Та пожала плечами, ничего, мол, не знаю. Шаман промолчал и отвернулся к огню.
* * *Поговорить о деле за обедом не вышло. Проводник рассказывал Шаману новости из большого мира, то и дело вставляя в рассказ чьи-то имена и личные истории:
— А у Паренковых корова-то сдохла, не растелилась. Илья давай на жену орать, дескать, ты виновата, ветеринара с города не вызвала, а она на него — кто ж за ветеринаром поедет, когда ты пьяный валяешься! Деньги пропил, все хозяйство на меня бросил, корова два дня мучилась! Ну, тот развернулся да пошел, тушу разделал и куда-то сбыл. Кто уж у него холодное мясо взял, не знаю.

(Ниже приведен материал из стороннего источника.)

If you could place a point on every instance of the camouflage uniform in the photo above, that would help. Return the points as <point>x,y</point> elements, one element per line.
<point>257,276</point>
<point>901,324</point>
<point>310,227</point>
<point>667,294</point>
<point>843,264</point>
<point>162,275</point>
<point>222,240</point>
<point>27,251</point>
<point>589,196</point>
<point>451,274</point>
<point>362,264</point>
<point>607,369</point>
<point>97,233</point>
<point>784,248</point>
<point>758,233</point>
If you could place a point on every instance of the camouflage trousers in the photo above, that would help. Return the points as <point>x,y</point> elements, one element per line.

Небось, городским в треть цены сплавил. Деньги получил и в запой ушел. Неделю его жинка дома не видала. Вернулся, а она шмотки его собрала, чумодан ему выставила. Все, говорит. Иди, где шлялся. Он к ней и так, и эдак. И ластился, и поколотить лез. Она, не будь дура, милицию вызвала. Так и выгнала. Все. Развелись.

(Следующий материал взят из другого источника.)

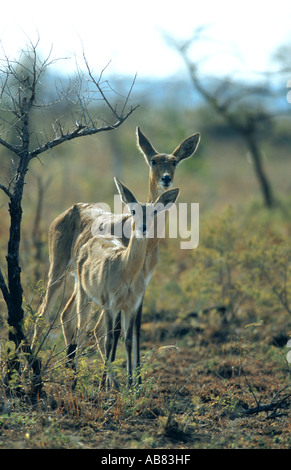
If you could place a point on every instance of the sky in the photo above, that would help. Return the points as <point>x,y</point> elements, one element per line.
<point>240,36</point>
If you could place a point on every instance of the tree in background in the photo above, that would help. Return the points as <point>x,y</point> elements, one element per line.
<point>26,133</point>
<point>244,107</point>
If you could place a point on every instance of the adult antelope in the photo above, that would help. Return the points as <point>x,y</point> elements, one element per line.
<point>72,229</point>
<point>111,275</point>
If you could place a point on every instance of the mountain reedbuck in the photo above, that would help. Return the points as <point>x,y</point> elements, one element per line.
<point>71,229</point>
<point>111,275</point>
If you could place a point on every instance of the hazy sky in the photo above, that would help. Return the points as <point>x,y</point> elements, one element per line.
<point>130,33</point>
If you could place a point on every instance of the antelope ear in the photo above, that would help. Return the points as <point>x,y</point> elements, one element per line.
<point>187,147</point>
<point>168,197</point>
<point>125,194</point>
<point>145,146</point>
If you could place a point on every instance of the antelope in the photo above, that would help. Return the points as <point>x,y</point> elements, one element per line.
<point>72,228</point>
<point>111,275</point>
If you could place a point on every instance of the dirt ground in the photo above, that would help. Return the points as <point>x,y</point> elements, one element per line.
<point>224,389</point>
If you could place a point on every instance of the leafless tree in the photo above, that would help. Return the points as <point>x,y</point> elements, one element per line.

— Я ей в том году еще говорил уходить от него. Им обоим порознь лучше. Но, видать, ей надо было намучиться. Так уйти не могла.
Петр и Леночка в этот разговор вклиниться не могли и не считали нужным. Переглядывались да помалкивали. У Леночки взгляд был возбужденный: она ждала чуда. Петр же смотрел на неё с укором, дескать, куда ты нас завезла и, самое главное, зачем.
После обеда Шаман стал заваривать чай. Обдал кипятком большой глиняный чайник, размял в руках что-то похожее на обычный черный чай, но сильно пахнущее то ли медом, то ли карамелью. Посмотрел внимательным взглядом на Лисенка и ему в чашку бросил щепотку чего-то из другого мешочка.
Петр всполошился:
— Что вы завариваете ребенку?
Леночка успокоительным жестом положила свою ладонь поверх его руки.
— Не дергайся, — Шаман, казалось, был раздражен вопросом Петра, — шиповник мальчонке бросаю. Витаминку. Сейчас просто чай пьем. О вашей просьбе будем говорить позже.